These activists wore their fiery passion on their sleeves.

Hundreds of gun-law-reform advocates marched across the Brooklyn Bridge in bright orange shirts on Saturday, some of whom carried a white casket as they led the crowd in a charged demonstration demanding action from lawmakers to prevent more senseless, fatal shootings.

Outraged young participants amped up the procession’s electric atmosphere, reinvigorating the spirits of other long-time protestors, according to a Mill Basinite who joined the procession and lost her nephew to a bullet in 2008.

“It’s great to see them stand up and use their voices to say, ‘Enough is enough,’ ” said Marie Delus, a volunteer with advocacy group Moms Demand Action, which pushes for common-sense firearm legislation, who is also a military veteran and a National Rifle Association member. “They are invigorating us, the old-timers that have been doing this for so long.”

The sea of teens dressed in orange — the color of solidarity adopted by groups leading the gun-law-reform movement that include Moms Demand Action and Everytown for Gun Safety — walked hand-in-hand across the steel span to Manhattan, with some brandishing posters that read “The NRA is a Terrorist Organization” and “The Scariest Thing in School Should be My Grades.”

But local kids weren’t the only ones who stepped for change at the event.

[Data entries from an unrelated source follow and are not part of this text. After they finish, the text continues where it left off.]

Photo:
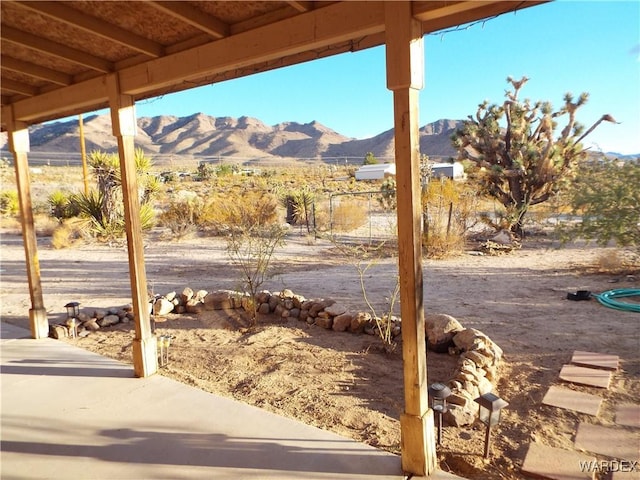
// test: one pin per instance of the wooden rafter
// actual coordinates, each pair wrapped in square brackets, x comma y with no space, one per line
[55,49]
[36,71]
[94,26]
[194,17]
[301,6]
[18,87]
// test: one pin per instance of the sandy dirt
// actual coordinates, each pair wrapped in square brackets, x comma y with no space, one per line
[347,383]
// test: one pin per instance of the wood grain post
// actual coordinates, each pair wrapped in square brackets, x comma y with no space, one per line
[18,136]
[405,77]
[123,119]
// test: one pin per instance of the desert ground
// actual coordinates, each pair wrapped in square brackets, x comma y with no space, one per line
[346,382]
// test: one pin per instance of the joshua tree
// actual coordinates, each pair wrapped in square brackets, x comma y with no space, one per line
[517,157]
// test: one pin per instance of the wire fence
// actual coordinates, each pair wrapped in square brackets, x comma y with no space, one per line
[68,159]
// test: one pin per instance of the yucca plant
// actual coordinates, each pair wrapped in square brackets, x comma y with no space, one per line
[9,204]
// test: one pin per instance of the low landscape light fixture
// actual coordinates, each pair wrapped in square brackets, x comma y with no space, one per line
[164,342]
[490,406]
[73,309]
[439,393]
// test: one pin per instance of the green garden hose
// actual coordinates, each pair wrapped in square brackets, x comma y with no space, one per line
[607,299]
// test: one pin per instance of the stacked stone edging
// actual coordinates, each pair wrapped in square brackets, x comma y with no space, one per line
[479,357]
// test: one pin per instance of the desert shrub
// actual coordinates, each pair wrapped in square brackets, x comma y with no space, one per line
[251,250]
[9,204]
[65,235]
[90,208]
[238,210]
[387,198]
[347,216]
[182,216]
[61,205]
[604,198]
[448,207]
[300,205]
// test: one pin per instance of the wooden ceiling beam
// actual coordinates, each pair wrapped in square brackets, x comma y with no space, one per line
[95,26]
[35,71]
[55,49]
[301,6]
[14,86]
[194,17]
[461,12]
[77,98]
[315,30]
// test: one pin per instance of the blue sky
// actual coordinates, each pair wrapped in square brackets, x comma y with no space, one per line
[564,46]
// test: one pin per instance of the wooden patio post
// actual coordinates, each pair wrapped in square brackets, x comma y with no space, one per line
[123,119]
[19,145]
[405,77]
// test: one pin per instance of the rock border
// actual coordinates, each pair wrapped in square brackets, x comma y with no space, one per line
[479,356]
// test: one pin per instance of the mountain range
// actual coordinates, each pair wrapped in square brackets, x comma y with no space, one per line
[203,137]
[245,137]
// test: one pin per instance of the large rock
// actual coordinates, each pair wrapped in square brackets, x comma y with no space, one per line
[470,339]
[440,329]
[109,320]
[186,295]
[335,309]
[342,322]
[194,306]
[162,306]
[219,300]
[324,322]
[359,321]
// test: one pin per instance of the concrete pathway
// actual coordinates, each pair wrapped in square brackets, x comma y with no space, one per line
[71,414]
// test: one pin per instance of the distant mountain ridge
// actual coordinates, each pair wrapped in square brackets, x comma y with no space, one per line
[245,137]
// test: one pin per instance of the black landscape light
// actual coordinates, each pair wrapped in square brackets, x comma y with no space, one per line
[439,393]
[489,413]
[73,309]
[163,343]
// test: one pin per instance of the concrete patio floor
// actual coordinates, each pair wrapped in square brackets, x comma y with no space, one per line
[71,414]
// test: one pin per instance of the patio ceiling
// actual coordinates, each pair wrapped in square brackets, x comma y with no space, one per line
[56,55]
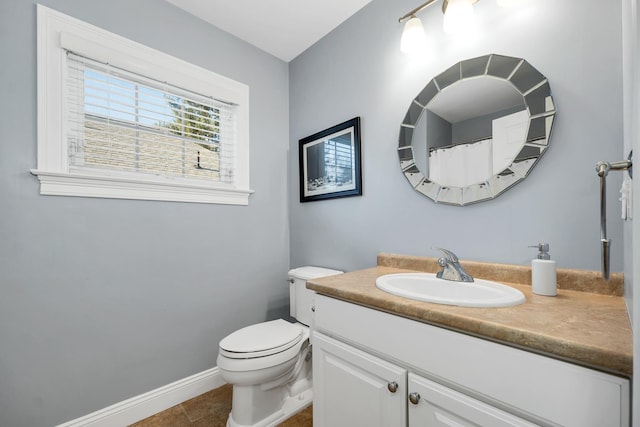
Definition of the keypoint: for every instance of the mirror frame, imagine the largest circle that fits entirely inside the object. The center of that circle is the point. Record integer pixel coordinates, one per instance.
(537, 99)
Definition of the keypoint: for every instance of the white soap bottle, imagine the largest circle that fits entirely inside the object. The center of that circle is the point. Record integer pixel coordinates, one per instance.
(543, 272)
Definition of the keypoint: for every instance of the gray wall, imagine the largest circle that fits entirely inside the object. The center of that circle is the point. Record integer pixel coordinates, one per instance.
(358, 70)
(102, 300)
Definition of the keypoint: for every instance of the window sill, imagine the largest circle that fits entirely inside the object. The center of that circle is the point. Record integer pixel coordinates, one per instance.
(116, 187)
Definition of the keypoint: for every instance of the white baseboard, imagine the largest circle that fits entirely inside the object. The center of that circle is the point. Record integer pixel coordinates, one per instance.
(140, 407)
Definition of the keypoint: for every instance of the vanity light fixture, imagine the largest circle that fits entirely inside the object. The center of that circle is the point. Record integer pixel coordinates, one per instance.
(458, 16)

Celebrities including actress-activists Julianne Moore and Susan Sarandon joined the march, along with demonstrators who traveled from the outer boroughs, further afield in New York State, and even overseas — some of whom pointed out that living in fear of senseless gun violence is a concern unique to the United States, according to another volunteer.

“Someone from England came up to me and said, ‘We don’t worry about guns over there,’ ” said Everytown member Michele Davis, who commuted from her home upstate to protest. “That was a very poignant moment.”